The research results refer to 506 patients with gastrointestinal cancer who were treated at Dana-Farber Brigham Cancer Center between January and June 2019. Most of the tumor samples were analyzed by OncoPanel, a test that can detect more than 450 genetic abnormalities in the tissues. OncoPanel was created based on Profile, a database of cancer-causing genetic abnormalities that the center says is one of the largest in the world.

The results were reviewed by the Oncology Council, which also used MatchMiner, a computational platform developed at Dana-Farber, to match patients to targeted treatment trials based on genetic changes in patients’ tumors. The board met weekly and the average time between examination of tumor samples and issuance of treatment recommendations was eight days.

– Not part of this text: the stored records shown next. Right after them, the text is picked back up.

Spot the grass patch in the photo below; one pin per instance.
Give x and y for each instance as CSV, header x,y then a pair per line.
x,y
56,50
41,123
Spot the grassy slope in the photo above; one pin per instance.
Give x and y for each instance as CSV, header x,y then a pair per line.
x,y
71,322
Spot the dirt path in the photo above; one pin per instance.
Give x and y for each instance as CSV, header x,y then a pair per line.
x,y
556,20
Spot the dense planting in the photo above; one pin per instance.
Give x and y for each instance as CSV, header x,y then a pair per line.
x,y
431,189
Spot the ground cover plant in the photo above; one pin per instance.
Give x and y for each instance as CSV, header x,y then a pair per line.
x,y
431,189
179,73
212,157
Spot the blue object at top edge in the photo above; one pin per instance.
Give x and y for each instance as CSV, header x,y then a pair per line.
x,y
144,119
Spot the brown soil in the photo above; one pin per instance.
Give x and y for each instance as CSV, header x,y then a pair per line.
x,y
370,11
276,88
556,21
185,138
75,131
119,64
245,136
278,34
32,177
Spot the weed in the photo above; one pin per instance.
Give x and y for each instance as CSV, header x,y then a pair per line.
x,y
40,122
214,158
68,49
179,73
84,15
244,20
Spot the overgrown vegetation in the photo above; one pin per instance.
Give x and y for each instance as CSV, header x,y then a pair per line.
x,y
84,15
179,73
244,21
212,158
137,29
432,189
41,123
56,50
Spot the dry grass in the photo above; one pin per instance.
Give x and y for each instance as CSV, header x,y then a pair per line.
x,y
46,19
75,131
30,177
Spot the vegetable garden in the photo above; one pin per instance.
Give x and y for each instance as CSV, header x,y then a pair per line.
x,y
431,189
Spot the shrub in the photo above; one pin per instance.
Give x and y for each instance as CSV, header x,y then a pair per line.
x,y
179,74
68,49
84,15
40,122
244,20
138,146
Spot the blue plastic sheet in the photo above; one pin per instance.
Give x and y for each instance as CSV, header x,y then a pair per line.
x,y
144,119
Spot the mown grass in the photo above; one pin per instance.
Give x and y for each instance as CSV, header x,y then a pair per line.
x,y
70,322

The knowledge base used by the board is updated in real time. For reports generated in the past, which may need updated annotation and new empirical matching, there may be a further interdisciplinary discussion. In some cases, GI TARGET has recommended repeat sampling and cancer testing to account for progression and/or tumor heterogeneity.

“We hope that the GI TARGET program and our experience will be useful for developing similar programs across the country and in multiple settings, including non-academic ones,” said Giannakis. “As next steps at Dana-Farber Cancer Institute, we are considering incorporating additional assays, such as immunogenicity-based profiling and paradigms.” preclinical.”